The European Commission granted conditional marketing authorization to Bluebird Bio's Lentiglobin BB305 gene therapy (ZYNTEGLOTM) for transfusion-dependent β-thalassaemia (TDT). ZYNTEGLOTM is a one-time gene therapy (autologous CD34+ cells encoding βA-T87Q-globin gene) for a specific genotype of TDT, cleared for use in patients aged 12 and older who are able to receive a stem cell transplant but have no matched donor. These are exciting news as ZYNTEGLOTM is the first gene therapy to gain regulatory approval for TDT in the European Union, offering for the first time the possibility of a transfusion-free future and a better quality of life to severely-affected patients. The company will offer the therapy first in Germany, followed by Italy, the U.K. and France, and hopes to launch ZYNTEGLOTM in the U.S. next year.
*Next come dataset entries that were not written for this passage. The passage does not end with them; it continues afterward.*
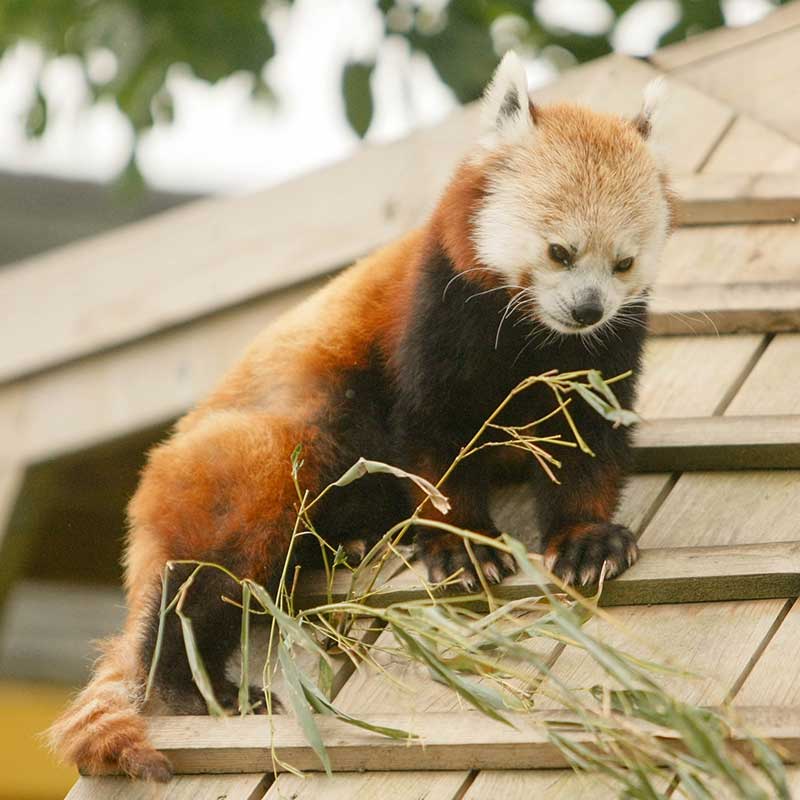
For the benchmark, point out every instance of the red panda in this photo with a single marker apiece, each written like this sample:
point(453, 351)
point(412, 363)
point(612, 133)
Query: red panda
point(538, 256)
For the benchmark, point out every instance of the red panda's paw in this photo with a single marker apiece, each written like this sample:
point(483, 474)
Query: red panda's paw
point(576, 554)
point(444, 554)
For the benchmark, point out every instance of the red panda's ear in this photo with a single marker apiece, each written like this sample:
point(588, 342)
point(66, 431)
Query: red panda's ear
point(651, 104)
point(507, 113)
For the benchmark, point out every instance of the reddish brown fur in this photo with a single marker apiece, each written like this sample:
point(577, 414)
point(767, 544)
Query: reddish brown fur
point(225, 470)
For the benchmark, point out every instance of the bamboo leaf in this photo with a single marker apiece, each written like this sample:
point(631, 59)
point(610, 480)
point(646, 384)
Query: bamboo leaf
point(196, 665)
point(364, 467)
point(323, 706)
point(290, 627)
point(299, 703)
point(244, 645)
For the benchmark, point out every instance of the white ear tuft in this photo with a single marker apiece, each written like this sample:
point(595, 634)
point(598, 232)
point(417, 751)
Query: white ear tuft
point(654, 95)
point(506, 112)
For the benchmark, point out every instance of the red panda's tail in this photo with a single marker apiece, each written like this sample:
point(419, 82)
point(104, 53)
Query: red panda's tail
point(103, 730)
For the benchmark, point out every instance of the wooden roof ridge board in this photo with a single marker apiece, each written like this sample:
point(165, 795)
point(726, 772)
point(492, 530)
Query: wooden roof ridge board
point(723, 639)
point(756, 75)
point(215, 254)
point(443, 740)
point(677, 393)
point(712, 43)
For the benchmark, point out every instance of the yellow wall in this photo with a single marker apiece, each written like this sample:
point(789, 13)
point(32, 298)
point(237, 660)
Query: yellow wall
point(27, 770)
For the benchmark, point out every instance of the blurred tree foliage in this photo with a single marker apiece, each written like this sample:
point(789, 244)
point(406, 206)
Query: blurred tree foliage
point(215, 38)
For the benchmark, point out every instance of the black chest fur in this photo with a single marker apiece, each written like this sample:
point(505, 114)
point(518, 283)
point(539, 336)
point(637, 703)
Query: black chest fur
point(463, 353)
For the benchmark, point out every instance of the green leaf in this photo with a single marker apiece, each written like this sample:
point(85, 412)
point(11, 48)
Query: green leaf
point(244, 644)
point(300, 705)
point(364, 467)
point(483, 698)
point(324, 706)
point(199, 673)
point(358, 96)
point(291, 629)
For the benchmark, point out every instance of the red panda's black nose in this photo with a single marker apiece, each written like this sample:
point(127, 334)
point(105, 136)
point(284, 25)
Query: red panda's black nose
point(588, 313)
More information: Bluebird Bio press releaseEMA Medicine Report

A marketing authorization application (MAA) has been submitted to the European Medicines Agency (EMA) for luspatercept for the treatment of anaemia related to myelodysplastic syndromes and β-thalassaemia. Luspatercept (Celgene and  Acceleron Pharma Inc.) is a first-in-class erythroid maturation agent that is designed to regulate late-stage red blood cell maturation. The MAA for the agent is for adult patients with β-thalassemia-associated anaemia who require blood transfusions. In the phase 3 BELIEVE clinical trial, adult β-thalassaemia patients randomized to the luspatercept arm had a statistically and clinically meaningful reduction in transfusion burden during any 12 or 24 weeks in the study period with minor side effects, according to data presented at ASH 2018. A Phase 2 trial in non-transfusion-dependent β-thalassemia (BEYOND) is ongoing. See Celgene's Press Release here.